Hint: In this question, we will use the property of circle and tangent to find the nearest road and then use Pythagoras theorem to find the shortest distance to the road from the centre of the village.

Complete step by step answer:

i) According to the given question, the village Rampur is circular in shape. People of the village want to construct a road which is nearest to the circle. But this road should not pass through the village. So, the possible road will be that line to the circle which must be nearest but not cut the circle. So, this line will just touch the circle. Hence the road will be tangent to the circle which will be at the distance of radius from the centre of the circle.
ii) As given in question, C is the centre of the village. O is the starting point of the road which is constructed to the circle.
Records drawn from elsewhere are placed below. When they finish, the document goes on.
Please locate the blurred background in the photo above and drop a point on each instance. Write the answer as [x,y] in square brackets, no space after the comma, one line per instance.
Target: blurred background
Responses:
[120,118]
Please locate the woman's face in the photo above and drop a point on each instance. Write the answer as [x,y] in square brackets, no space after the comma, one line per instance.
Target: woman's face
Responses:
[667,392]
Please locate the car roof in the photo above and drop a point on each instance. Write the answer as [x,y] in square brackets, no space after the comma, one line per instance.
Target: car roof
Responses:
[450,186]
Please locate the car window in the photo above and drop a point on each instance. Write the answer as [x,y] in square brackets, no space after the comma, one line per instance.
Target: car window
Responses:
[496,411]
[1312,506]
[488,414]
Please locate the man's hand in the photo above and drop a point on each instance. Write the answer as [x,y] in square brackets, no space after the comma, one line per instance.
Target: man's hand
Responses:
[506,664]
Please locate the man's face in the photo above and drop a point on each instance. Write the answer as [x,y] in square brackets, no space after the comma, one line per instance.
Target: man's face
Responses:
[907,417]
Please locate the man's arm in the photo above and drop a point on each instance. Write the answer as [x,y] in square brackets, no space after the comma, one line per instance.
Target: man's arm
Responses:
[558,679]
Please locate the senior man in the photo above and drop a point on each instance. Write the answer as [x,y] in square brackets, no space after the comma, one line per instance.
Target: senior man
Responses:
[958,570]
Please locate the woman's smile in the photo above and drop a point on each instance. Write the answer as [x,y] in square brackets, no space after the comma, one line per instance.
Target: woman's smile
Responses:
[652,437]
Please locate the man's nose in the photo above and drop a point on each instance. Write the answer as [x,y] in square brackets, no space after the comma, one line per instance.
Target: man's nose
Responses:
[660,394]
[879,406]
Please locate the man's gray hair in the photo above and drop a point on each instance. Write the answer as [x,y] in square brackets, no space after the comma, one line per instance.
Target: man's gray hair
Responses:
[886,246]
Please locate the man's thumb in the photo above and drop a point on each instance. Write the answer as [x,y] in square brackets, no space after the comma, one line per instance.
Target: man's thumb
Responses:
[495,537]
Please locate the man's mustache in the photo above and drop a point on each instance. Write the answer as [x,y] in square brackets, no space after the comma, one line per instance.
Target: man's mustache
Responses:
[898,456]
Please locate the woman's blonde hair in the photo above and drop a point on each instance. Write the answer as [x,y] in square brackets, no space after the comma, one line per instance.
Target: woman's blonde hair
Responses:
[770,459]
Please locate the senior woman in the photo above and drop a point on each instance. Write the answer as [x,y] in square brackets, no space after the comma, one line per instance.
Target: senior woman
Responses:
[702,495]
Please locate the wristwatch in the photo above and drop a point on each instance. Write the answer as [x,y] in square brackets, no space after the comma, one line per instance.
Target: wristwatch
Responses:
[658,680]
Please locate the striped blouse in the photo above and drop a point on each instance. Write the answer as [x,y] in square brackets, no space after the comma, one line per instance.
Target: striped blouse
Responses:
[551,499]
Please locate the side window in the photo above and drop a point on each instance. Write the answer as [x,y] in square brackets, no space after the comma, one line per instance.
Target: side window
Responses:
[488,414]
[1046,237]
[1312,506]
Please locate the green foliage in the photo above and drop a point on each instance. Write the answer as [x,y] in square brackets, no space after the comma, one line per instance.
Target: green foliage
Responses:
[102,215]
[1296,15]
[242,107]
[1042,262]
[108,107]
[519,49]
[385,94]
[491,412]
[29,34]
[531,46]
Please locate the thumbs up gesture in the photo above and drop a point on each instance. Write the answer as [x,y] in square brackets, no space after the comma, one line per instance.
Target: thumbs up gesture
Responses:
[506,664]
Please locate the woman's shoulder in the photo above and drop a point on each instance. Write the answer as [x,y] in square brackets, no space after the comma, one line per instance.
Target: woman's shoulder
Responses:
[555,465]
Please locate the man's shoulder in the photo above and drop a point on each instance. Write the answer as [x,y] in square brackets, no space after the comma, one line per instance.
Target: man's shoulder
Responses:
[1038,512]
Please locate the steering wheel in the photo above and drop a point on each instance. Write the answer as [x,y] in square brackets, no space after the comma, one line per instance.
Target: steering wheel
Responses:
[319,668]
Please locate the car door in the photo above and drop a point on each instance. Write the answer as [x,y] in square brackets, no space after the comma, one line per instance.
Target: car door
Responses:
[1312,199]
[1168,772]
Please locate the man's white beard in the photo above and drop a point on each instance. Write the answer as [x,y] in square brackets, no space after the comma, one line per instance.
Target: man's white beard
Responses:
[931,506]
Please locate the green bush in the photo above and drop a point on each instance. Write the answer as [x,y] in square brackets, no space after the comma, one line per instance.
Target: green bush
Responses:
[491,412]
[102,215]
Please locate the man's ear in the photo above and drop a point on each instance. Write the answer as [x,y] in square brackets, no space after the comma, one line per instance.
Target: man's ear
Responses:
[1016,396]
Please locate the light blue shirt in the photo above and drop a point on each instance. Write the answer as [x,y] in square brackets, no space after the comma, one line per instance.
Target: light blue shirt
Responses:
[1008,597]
Now, this road meets the village at the point A. Therefore, A is the point of contact of tangent to the circle.
Also, we are given that,
OA = 20 cm and AC = 25 cm.

Now, we know that the tangent of the circle makes angle ${{90}^{\circ }}$ with the radius of the circle.
Therefore, triangle OAC will be a right-angle triangle, right angled at A.
So, applying Pythagoras theorem here, we get,
 $\text{A}{{\text{O}}^{\text{2}}}\text{+A}{{\text{C}}^{\text{2}}}\text{=O}{{\text{C}}^{\text{2}}}$
Putting values of AO and OC, we get,
${{\left( \text{20cm} \right)}^{\text{2}}}\text{+A}{{\text{C}}^{\text{2}}}\text{=}{{\left( \text{25cm} \right)}^{\text{2}}}$
Subtracting ${{\left( \text{20cm} \right)}^{\text{2}}}$ from both sides of the equation, we get,
$\begin{align}
  & \text{A}{{\text{C}}^{\text{2}}}\text{=}{{\left( \text{25cm} \right)}^{\text{2}}}-{{\left( \text{20cm} \right)}^{\text{2}}} \\
 & =\left( {{25}^{2}}-{{20}^{2}} \right)\text{c}{{\text{m}}^{\text{2}}} \\
\end{align}$
Writing the values of square terms, we get,
$\begin{align}
  & \text{A}{{\text{C}}^{\text{2}}}\text{=}\left( \text{625-400} \right)\text{c}{{\text{m}}^{\text{2}}} \\
 & \Rightarrow \text{A}{{\text{C}}^{2}}\text{=225c}{{\text{m}}^{\text{2}}} \\
\end{align}$
Taking square root on both sides of the equation, we get,
$\begin{align}
  & \sqrt{\text{A}{{\text{C}}^{\text{2}}}}\text{=}\sqrt{\text{225c}{{\text{m}}^{\text{2}}}} \\
 & \Rightarrow \text{AC=15cm} \\
\end{align}$
Therefore, the shortest distance to the road from the centre of the village, that is the radius of the village is 15 cm.

Note: In this type of question, when tangent from exterior point, line from centre to exterior point and radius of a circle form a triangle, where two of the lengths are known, then we always use Pythagoras theorem to find the third length.